Pacific Films
- Industry: Film
- Founded: 1948
- Founders: Alun Falconer Roger Mirams
- Headquarters: Wellington, New Zealand
- Area served: New Zealand
- Products: Motion Pictures

= Pacific Films =

New Zealand film production company

Pacific Films is a film production company in New Zealand.

==History==
The Pacific Film Unit was established in Wellington in 1948 by Alun Falconer and Roger Mirams, who were ex-National Film Unit staff. At that time, most films produced in New Zealand were documentaries made by the government's National Film Unit. John O'Shea joined in 1950. Falconer left to pursue a career in China and the company changed its name to Pacific Film Productions Ltd.

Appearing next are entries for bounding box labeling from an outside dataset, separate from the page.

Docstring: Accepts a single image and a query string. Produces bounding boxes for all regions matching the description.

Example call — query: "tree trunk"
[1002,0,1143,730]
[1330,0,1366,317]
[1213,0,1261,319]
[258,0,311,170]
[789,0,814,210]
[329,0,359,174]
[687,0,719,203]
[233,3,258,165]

The first feature film was Broken Barrier (1952), which O'Shea produced and directed with Roger Mirams. In 1956, Mirams moved to Australia, and started a branch of the company in Sydney, though he later formed his own company, Roger Mirams Productions.

In 1960, the company had an office in Courtenay Place, Wellington, and was the New Zealand representative for British Movietone News and Fox Australian Movietone News. In 1969, the company had a staff of 15. The facility was in Kilbirnie, with the office in Lower Hutt, and the company also represented Hearst Metrotone News and BBC Television. Associated companies were Pacific Television Ltd. and Pacific Films Ltd.

John O'Shea was active from 1940 to 1970, and he produced numerous short films, as well as the three New Zealand feature films made in that period: Broken Barrier (1952) with Roger Mirams, Runaway (1964), and Don't Let It Get You (1966).

Pacific Films produced scores of road safety dramas, rugby tests, documentaries and commercials (O’Shea).